OpenMathLib / OpenBLAS

OpenBLAS is an optimized BLAS library based on GotoBLAS2 1.13 BSD version.
http://www.openblas.net
BSD 3-Clause "New" or "Revised" License
6.14k stars 1.46k forks source link

`bench_blas.py::test_gesdd` in Codspeed CI job #4776

Open rgommers opened 6 days ago

rgommers commented 6 days ago

This failure just showed up in CI, from this log:

 benchmarks/bench_blas.py ............................................... [ 75%]
  .........F.....                                                          [100%]
  ================================ 62 benchmarked ================================

  =================================== FAILURES ===================================
  ______________________________ test_gesdd[mn1-s] _______________________________

  benchmark = <pytest_codspeed.plugin.BenchmarkFixture object at 0x152f7980>
  mn = (1000, 222), variant = 's'

      @pytest.mark.parametrize('variant', ['s', 'd'])
      @pytest.mark.parametrize('mn', gesdd_sizes)
      def test_gesdd(benchmark, mn, variant):
          m, n = mn
          rndm = np.random.RandomState(1234)
          dtyp = dtype_map[variant]

          a = np.array(rndm.uniform(size=(m, n)), dtype=dtyp, order='F')

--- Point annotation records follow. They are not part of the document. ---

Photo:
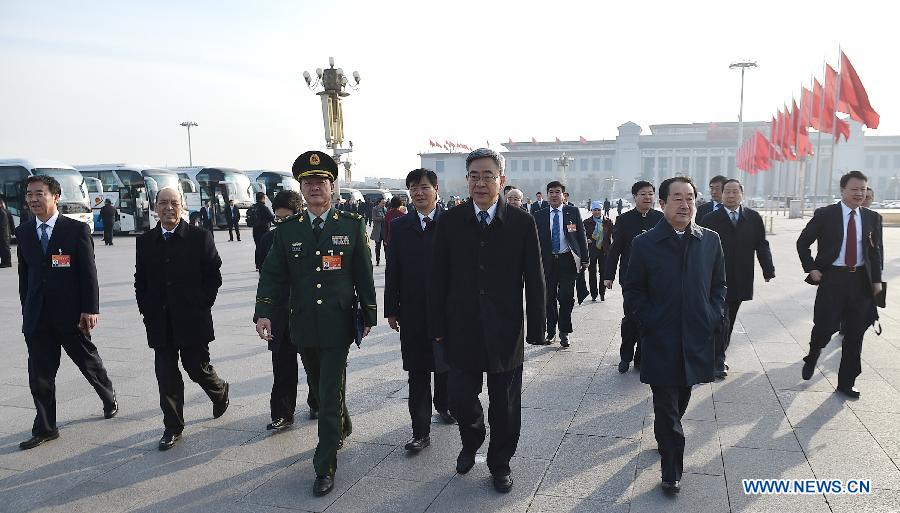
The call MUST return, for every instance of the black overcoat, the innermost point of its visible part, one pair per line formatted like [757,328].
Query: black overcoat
[177,278]
[739,243]
[678,300]
[475,300]
[407,278]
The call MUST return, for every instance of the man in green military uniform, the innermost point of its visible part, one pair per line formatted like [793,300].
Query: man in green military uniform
[320,257]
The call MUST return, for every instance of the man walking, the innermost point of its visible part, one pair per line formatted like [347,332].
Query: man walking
[564,254]
[176,280]
[598,229]
[675,288]
[743,235]
[321,260]
[233,220]
[847,269]
[109,215]
[629,225]
[60,304]
[484,253]
[406,285]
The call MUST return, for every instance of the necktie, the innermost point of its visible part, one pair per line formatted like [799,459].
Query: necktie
[482,216]
[850,251]
[45,239]
[317,226]
[554,232]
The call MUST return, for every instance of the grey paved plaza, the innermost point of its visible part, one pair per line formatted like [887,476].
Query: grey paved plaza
[587,439]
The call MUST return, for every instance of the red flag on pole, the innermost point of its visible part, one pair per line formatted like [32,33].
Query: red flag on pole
[855,95]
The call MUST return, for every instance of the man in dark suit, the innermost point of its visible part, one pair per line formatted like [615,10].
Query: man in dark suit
[598,230]
[7,227]
[629,225]
[406,283]
[109,215]
[715,193]
[743,234]
[176,281]
[233,220]
[847,269]
[60,304]
[675,288]
[539,203]
[564,254]
[484,251]
[283,400]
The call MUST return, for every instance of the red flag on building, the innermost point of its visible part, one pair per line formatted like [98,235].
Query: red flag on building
[855,95]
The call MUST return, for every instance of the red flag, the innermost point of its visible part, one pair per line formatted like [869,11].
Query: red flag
[853,92]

          gesdd_lwork = ow.get_func('gesdd_lwork', variant)

          lwork, info = gesdd_lwork(m, n)
          lwork = int(lwork)
          assert info == 0

          gesdd = ow.get_func('gesdd', variant)
          u, s, vt, info = benchmark(run_gesdd, a, lwork, gesdd)

  >       assert info == 0
  E       assert 12 == 0

  benchmarks/bench_blas.py:237: AssertionError
  =========================== short test summary info ============================
  FAILED benchmarks/bench_blas.py::test_gesdd[mn1-s] - assert 12 == 0
  ================== 1 failed, 61 passed in 2080.74s (0:34:40) ===================
   ** On entry to SLASCL parameter number  4 had an illegal value
   ** On entry to SLASCL parameter number  4 had an illegal value
   ** On entry to SLASCL parameter number  4 had an illegal value
   ** On entry to SLASCL parameter number  4 had an illegal value

This benchmark was introduced in gh-4678 one and a half months ago. I'm not sure it failed before like this. @ev-br you may want to look into this?

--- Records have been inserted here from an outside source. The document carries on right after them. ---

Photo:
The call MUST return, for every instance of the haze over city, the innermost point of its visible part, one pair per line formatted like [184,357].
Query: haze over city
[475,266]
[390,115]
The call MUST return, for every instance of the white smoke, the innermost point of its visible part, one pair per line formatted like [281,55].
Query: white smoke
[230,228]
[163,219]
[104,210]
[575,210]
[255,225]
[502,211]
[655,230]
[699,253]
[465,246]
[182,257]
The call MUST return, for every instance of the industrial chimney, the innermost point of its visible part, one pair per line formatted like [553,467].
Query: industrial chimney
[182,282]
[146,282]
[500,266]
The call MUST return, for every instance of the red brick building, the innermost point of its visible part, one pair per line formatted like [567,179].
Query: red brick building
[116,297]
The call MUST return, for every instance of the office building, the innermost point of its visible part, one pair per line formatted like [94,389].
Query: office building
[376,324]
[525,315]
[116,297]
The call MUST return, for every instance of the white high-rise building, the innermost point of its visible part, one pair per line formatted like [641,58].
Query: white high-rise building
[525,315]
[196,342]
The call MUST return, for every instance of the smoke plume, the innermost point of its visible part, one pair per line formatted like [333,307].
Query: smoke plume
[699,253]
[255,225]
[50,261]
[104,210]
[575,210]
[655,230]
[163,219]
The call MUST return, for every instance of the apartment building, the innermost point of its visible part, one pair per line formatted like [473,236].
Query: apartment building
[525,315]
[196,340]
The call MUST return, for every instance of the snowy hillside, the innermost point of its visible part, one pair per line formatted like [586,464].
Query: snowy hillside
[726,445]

ev-br commented 6 days ago

Hm... Actually, it did fail like this before: https://github.com/OpenMathLib/OpenBLAS/actions/workflows/codspeed-bench.yml And the single-precision variant has been introduced in https://github.com/OpenMathLib/OpenBLAS/pull/4763, so it's relatively recent. Hm. Am taking a look.

ev-br commented 6 days ago

A few quick observations:

2) the mistake is almost certainly a failure of thread safety in the LAPACK implementation or in a Julia wrapper. I suspect someone is misusing a static or global variable.

The benchmark is using OPENBLAS_NUM_TREADS=1, so it's not thread safety but it's still deep in OpenBLAS.

All in all, this looks like a possibly genuine edge case in OpenBLAS (or reference LAPACK? not sure where the single-precision gesdd kernel comes from)

I'll try to smoke it out on CI without codspeed now. Meanwhile, maybe we should just remove the assertion for the time being. The assertion is not required for the benchmark itself; it's just generally nicer to benchmark correctly working code, they say.

EDIT: https://github.com/OpenMathLib/OpenBLAS/pull/4777

martin-frbg commented 6 days ago

Weird error, INFO=4 would mean this input argument (the denominator of the scale factor) is either NAN or zero

martin-frbg commented 6 days ago

There is one call graph where this input argument is provided by SNRM2...

ev-br commented 6 days ago

This is indeed codspeed-specific: https://github.com/OpenMathLib/OpenBLAS/actions/runs/9765188405/job/26955309472?pr=4777

I asked on their discord (https://discord.com/channels/1065233827569598464/1065686090452828251/threads/1257753281342738502 -- might need to join to see, no idea; will repost any insights here anyway).

Meanwhile, do we want to disable the assertion so that the runs are uploaded and we can at least see the flamegraphs?

martin-frbg commented 5 days ago

Guess it would make sense to disable the assertion, especially if the problem cannot be reproduced outside codspeed. (This is unlikely to be cpu-specific as there is only one assembly kernel for SNRM2 in use on all x86_64 targets (except the plain C "GENERIC" one). Or if it is, it would have to be due to compiler/assembler misbehaviour) Also the NRM2 code path in OpenBLAS runs single-threaded in any case, and the Reference-LAPACK codebase is not multithreaded except for a handful of routines that use OpenMP parallelization if compiled for it.

ev-br commented 5 days ago

okay, I repurposed https://github.com/OpenMathLib/OpenBLAS/pull/4777 to ignore the sgesdd failure.